From: Honnappa Nagarahalli <Honnappa.Nagarahalli@arm.com>
To: Konstantin Ananyev <konstantin.ananyev@huawei.com>,
Fengchengwen <fengchengwen@huawei.com>,
Stephen Hemminger <stephen@networkplumber.org>,
Ruifeng Wang <Ruifeng.Wang@arm.com>,
"Ajit Khaparde (ajit.khaparde@broadcom.com)"

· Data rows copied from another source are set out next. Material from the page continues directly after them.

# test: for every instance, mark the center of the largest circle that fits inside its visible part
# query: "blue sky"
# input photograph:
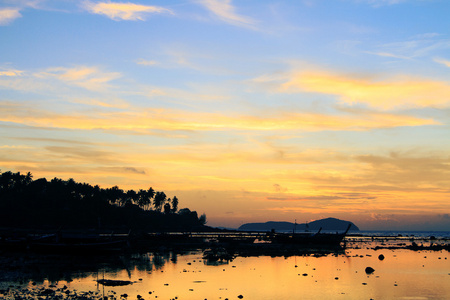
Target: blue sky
(245, 110)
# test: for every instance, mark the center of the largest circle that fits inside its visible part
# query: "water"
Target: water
(403, 274)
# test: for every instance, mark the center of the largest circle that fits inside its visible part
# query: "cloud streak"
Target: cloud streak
(166, 119)
(124, 11)
(8, 15)
(225, 11)
(386, 94)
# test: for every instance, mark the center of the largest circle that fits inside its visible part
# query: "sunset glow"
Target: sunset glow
(247, 111)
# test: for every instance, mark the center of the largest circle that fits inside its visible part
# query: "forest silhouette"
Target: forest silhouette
(67, 204)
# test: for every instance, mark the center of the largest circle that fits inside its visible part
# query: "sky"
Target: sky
(247, 111)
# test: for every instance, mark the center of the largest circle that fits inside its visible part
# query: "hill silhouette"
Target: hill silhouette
(325, 224)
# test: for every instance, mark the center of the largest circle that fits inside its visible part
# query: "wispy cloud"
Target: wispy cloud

<ajit.khaparde@broadcom.com>
Cc: Ashok Kaladi <ashok.k.kaladi@intel.com>,
"jerinj@marvell.com" <jerinj@marvell.com>,
"thomas@monjalon.net" <thomas@monjalon.net>,
"dev@dpdk.org" <dev@dpdk.org>,
"s.v.naga.harish.k@intel.com" <s.v.naga.harish.k@intel.com>,
"erik.g.carrillo@intel.com" <erik.g.carrillo@intel.com>,
"abhinandan.gujjar@intel.com" <abhinandan.gujjar@intel.com>,
"stable@dpdk.org" <stable@dpdk.org>, nd <nd@arm.com>,
nd <nd@arm.com>
Subject: RE: [PATCH 2/2] ethdev: fix race condition in fast-path ops setup
Date: Tue, 28 Feb 2023 23:57:50 +0000 [thread overview]
Message-ID: <DBAPR08MB581445653C4211BD62E2BBB398AC9@DBAPR08MB5814.eurprd08.prod.outlook.com> (raw)
In-Reply-To: <54fbf4e55cd44477b1e956f98a7a3c50@huawei.com>
> -----Original Message-----
> From: Konstantin Ananyev <konstantin.ananyev@huawei.com>
> Sent: Thursday, February 23, 2023 7:31 AM
> To: Fengchengwen <fengchengwen@huawei.com>; Honnappa Nagarahalli
> <Honnappa.Nagarahalli@arm.com>; Stephen Hemminger
> <stephen@networkplumber.org>; Ruifeng Wang <Ruifeng.Wang@arm.com>;
> Ajit Khaparde (ajit.khaparde@broadcom.com)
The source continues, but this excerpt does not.